C4DM publishes a number of reference annotations, listed at http://isophonics.net/datasets/, and plans to produce more in general ongoing work. Examples to date include annotations of harmony (chords and keys), rhythm (beats and bars), and structural boundaries (e.g. verse and chorus), covering the Beatles catalogue, and a number of songs from Queen, Carole King, and Michael Jackson. These annotations are used widely in the research community for evaluating algorithms for automatic analysis of audio, including in the international MIREX evaluations (Music Information Retrieval Evaluation eXchange, www.music-ir.org/mirex).
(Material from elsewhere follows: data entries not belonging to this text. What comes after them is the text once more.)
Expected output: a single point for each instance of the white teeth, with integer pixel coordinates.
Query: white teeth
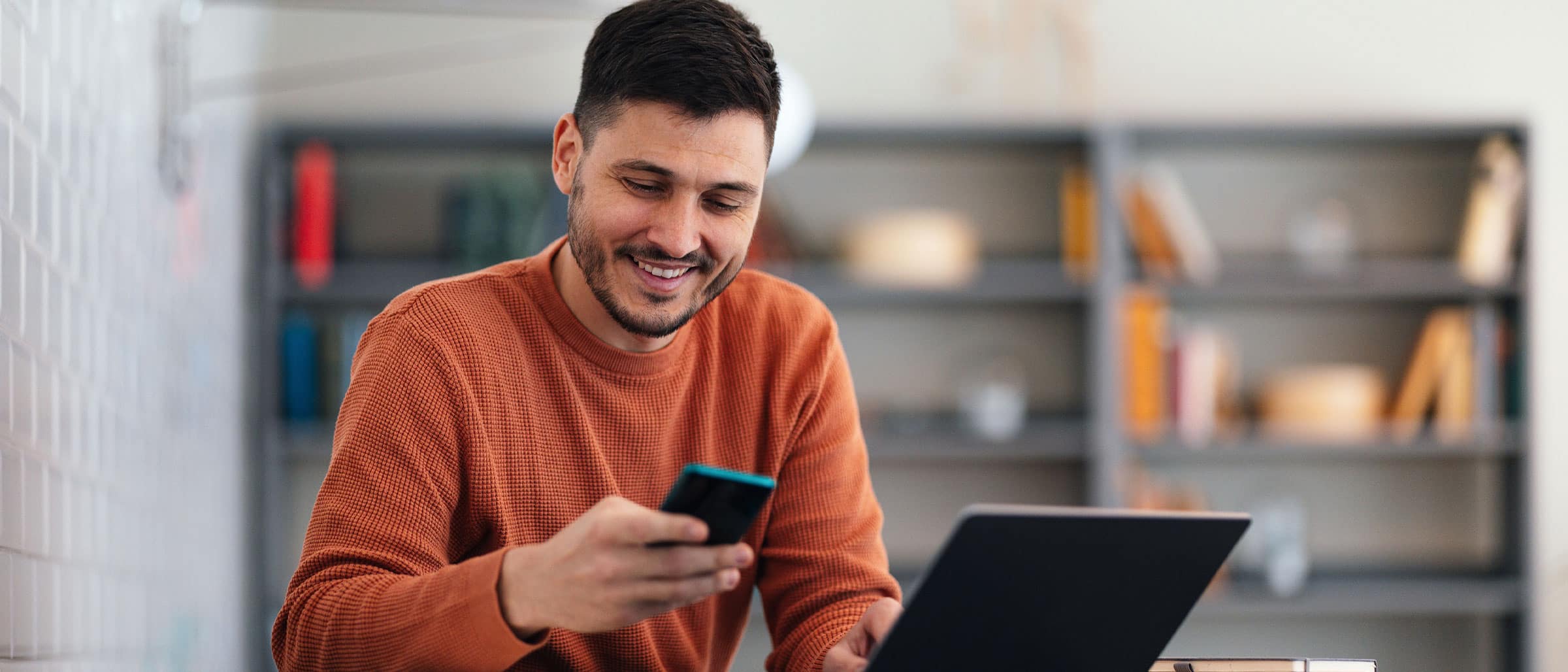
(662, 272)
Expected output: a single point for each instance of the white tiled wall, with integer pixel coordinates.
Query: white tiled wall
(120, 388)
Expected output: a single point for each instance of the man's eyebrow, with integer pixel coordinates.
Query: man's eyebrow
(645, 167)
(648, 167)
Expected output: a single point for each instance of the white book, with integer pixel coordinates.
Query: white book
(1263, 665)
(1196, 253)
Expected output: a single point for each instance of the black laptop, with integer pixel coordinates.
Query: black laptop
(1068, 589)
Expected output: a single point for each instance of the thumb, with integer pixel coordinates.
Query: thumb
(880, 618)
(877, 622)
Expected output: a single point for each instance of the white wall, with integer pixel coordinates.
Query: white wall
(122, 487)
(877, 60)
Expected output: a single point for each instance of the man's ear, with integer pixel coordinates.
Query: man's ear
(566, 153)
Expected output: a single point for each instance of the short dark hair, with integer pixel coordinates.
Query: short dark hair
(698, 56)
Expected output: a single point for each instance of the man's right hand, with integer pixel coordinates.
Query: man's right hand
(600, 573)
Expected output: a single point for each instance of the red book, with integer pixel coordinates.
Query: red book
(312, 217)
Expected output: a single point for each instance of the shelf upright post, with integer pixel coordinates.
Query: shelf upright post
(1109, 151)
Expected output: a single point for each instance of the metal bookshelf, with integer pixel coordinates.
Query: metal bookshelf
(1090, 440)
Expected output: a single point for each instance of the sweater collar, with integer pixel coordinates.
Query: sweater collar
(542, 288)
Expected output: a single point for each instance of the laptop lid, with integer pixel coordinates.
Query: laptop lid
(1059, 589)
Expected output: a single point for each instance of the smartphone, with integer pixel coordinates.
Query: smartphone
(728, 501)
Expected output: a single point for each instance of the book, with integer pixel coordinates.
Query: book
(1263, 665)
(1145, 324)
(1166, 229)
(1456, 405)
(1197, 258)
(1440, 343)
(1156, 255)
(1196, 384)
(1079, 235)
(1492, 217)
(299, 349)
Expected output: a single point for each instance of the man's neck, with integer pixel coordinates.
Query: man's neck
(573, 284)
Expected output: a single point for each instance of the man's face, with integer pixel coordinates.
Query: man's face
(662, 209)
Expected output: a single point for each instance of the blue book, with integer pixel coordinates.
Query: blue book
(300, 366)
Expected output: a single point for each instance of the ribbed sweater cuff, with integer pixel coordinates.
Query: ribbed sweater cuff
(495, 644)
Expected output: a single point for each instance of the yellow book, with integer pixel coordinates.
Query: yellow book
(1147, 229)
(1456, 407)
(1145, 318)
(1079, 250)
(1440, 340)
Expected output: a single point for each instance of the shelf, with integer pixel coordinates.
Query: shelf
(1346, 596)
(1339, 596)
(303, 440)
(1501, 445)
(1001, 282)
(1041, 440)
(1392, 278)
(369, 282)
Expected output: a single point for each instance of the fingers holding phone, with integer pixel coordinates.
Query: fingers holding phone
(601, 572)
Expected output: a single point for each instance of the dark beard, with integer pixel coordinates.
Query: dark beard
(589, 252)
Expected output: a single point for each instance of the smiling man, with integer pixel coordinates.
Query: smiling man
(508, 432)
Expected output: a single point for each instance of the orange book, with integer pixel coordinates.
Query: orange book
(1456, 407)
(1079, 250)
(1149, 233)
(1145, 324)
(1441, 340)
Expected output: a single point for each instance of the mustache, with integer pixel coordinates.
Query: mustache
(655, 255)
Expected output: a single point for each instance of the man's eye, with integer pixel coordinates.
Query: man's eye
(637, 186)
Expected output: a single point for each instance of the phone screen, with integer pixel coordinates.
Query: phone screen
(728, 501)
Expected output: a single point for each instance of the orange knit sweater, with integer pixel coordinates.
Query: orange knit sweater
(482, 415)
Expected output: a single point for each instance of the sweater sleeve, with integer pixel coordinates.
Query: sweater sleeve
(378, 586)
(822, 560)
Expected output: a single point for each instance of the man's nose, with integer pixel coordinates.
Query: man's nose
(676, 228)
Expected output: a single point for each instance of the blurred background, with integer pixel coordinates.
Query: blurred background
(1283, 258)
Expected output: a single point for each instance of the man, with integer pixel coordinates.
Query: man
(508, 432)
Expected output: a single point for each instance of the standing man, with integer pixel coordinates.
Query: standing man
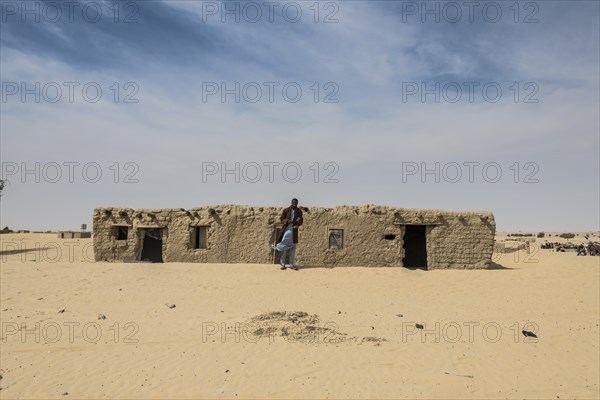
(291, 219)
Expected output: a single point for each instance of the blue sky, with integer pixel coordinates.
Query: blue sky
(172, 52)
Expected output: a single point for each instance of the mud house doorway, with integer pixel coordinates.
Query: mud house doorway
(152, 245)
(415, 247)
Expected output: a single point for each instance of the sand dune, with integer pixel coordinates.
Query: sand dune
(252, 331)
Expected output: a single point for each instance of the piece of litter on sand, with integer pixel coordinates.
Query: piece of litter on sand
(464, 376)
(528, 334)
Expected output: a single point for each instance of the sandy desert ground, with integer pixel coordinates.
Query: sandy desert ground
(253, 331)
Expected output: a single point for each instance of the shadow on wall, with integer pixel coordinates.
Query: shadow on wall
(496, 266)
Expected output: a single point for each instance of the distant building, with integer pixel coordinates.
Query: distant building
(74, 235)
(367, 235)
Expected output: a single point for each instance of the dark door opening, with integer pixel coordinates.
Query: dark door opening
(152, 247)
(415, 247)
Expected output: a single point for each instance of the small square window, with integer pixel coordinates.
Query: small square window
(200, 237)
(336, 239)
(122, 232)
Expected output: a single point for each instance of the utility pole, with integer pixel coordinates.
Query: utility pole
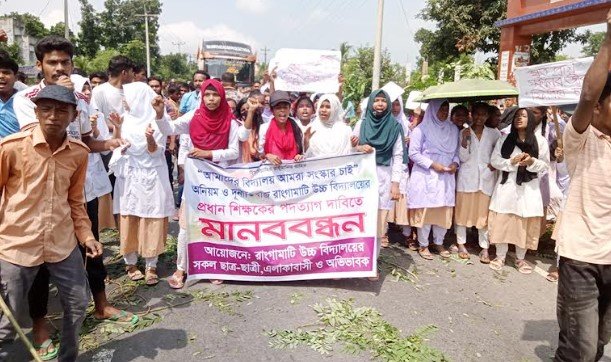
(265, 50)
(178, 44)
(66, 28)
(377, 51)
(146, 39)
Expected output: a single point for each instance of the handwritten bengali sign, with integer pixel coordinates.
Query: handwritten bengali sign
(306, 70)
(314, 219)
(551, 84)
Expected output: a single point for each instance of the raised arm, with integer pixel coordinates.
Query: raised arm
(593, 83)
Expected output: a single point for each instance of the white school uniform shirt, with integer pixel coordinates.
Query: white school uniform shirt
(181, 126)
(521, 200)
(107, 98)
(474, 174)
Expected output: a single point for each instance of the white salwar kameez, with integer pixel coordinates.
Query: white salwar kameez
(516, 210)
(475, 182)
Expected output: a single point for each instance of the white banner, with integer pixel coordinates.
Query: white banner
(551, 84)
(314, 219)
(306, 70)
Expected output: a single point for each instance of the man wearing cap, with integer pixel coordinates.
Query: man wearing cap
(281, 138)
(42, 175)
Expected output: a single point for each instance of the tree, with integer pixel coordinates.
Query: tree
(59, 29)
(88, 37)
(358, 73)
(592, 43)
(33, 26)
(120, 24)
(467, 26)
(13, 50)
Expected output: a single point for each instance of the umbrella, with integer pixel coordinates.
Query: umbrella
(470, 89)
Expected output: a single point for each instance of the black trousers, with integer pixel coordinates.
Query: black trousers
(584, 310)
(38, 297)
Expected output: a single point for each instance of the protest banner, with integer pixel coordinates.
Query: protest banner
(306, 70)
(551, 84)
(313, 219)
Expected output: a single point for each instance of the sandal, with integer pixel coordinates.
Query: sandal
(46, 345)
(463, 254)
(443, 252)
(120, 318)
(484, 258)
(497, 264)
(425, 253)
(133, 273)
(151, 276)
(552, 276)
(384, 241)
(523, 266)
(176, 281)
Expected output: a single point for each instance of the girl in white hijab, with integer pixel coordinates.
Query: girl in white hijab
(143, 195)
(329, 135)
(399, 214)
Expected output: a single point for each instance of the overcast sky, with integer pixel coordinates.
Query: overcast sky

The annotations are transcribed by expert listeners attending closely to musical recordings using interactive software such as Sonic Visualiser (www.sonicvisualiser.org), a process that takes a significant amount of time and care. Such data typically have an associated level of confidence, based on how thoroughly the results have been checked, but depending also on the intrinsic ambiguity of the musical information being described. The data are associated with specific releases of musical recordings, although these often cannot be shared for legal reasons. (To use the data, researchers must purchase the match- ing recordings using the release information supplied, such as CD and track numbers, titles and artists.)
Annotation data may be updated and should be versioned; the existing published data have in some cases been updated multiple times as corrections and additions are made. This is a normal situation which must be allowed for, as human annotators can not be expected to produce perfect work.

Currently C4DM has only informal methods for describing and distributing reference annotations through its Isophonics web site. Files are simply copied to the web server with the descriptive information entered in the Drupal-based website. There is no policy for managing descriptive metadata, no properly maintained storage facility for such data, and no effective policy in place for backup or versioning.